Prompting 101 for Clinicians

Getting good output from an AI isn’t magic — it’s a skill. And like most clinical skills, it improves with deliberate practice. This guide covers the four core principles that separate a useful AI interaction from a frustrating one.


1. Set the Role

The single most effective thing you can do is tell the AI who it is and what it’s doing. LLMs are trained on enormous amounts of text and can adopt many personas — give it the right one.

Instead of: “Summarize this note.”

Try: “You are an experienced hospitalist physician. Summarize the following progress note in 3 bullet points suitable for a rapid team handoff.”

The role shapes vocabulary, level of detail, and clinical judgment in the output. A “second-year medical student” will explain more; an “attending cardiologist” will be more terse and technical.


2. Provide Context

AI has no memory of your patient, your institution, or your clinical setting. Every interaction starts fresh. Give it what it needs.

Useful context to provide:

  • The clinical question or goal
  • Relevant history (age, major diagnoses, current medications if relevant)
  • What output format you need
  • Who the audience is (patient, specialist, med student, etc.)

Example:

“The patient is a 72-year-old man with HFrEF (EF 30%), CKD stage 3, and type 2 diabetes. He was admitted for acute decompensated heart failure. Draft a discharge instruction sheet in plain language (8th grade reading level) covering fluid restriction, daily weights, and when to call the doctor.”

The more specific your context, the less editing you’ll need to do.

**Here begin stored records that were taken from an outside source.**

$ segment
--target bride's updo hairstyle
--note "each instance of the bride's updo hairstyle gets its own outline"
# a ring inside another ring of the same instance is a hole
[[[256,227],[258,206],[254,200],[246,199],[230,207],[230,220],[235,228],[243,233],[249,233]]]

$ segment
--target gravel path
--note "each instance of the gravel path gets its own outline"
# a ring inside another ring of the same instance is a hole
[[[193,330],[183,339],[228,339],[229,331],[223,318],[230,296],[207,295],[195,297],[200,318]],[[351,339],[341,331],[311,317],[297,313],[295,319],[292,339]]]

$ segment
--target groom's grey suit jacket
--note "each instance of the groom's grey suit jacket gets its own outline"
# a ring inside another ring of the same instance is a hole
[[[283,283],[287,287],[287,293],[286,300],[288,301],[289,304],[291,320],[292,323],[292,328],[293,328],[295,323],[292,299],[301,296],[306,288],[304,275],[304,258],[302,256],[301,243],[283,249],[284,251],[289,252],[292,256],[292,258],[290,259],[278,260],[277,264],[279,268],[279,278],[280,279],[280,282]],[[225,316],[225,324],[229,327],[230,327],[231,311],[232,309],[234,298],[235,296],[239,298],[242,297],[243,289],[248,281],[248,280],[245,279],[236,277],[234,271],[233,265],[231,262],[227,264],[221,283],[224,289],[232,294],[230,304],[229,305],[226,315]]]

3. Be Specific About Format

Tell the AI exactly how you want the output structured. Common formats that work well in clinical contexts:

  • Bullet points — great for rapid review, handoffs, clinical reasoning lists
  • Numbered steps — good for procedures, protocols, and patient instructions
  • Table — useful for medication comparisons, differential diagnoses
  • Paragraph narrative — best for letters, referrals, summaries for patients or families
  • SOAP format — familiar structure for progress notes

Example format instruction:

“Provide your response as a table with three columns: Diagnosis, Supporting Evidence, Against. Limit to 5 rows.”

If you don’t specify format, you’ll get whatever format the AI defaults to — which may or may not be what you need.


4. Iterate

Your first prompt is rarely your best prompt. Treat AI interactions like a conversation — follow up, redirect, and refine.

Useful follow-up patterns:

  • “Make this more concise” — if the output is too long
  • “Explain your reasoning” — if you want to audit the AI’s clinical logic
  • “Reformat as bullet points” — if the structure isn’t what you need
  • “Add a section on [X]” — if something’s missing
  • “The patient also has [X]. How does that change your recommendations?” — to add context mid-conversation

Putting It Together

Here’s a before/after example:

Weak prompt: “Write a note.”

Strong prompt:

“You are an experienced hospitalist. Write a brief hospital course section for a discharge summary. The patient is a 65-year-old woman admitted for community-acquired pneumonia treated with ceftriaxone and azithromycin for 5 days with good clinical response. She was afebrile for 48 hours prior to discharge. She has a follow-up chest X-ray ordered in 6 weeks. Write in concise, professional prose suitable for a primary care physician.”

The strong prompt takes 30 extra seconds to write and will save you 5 minutes of editing.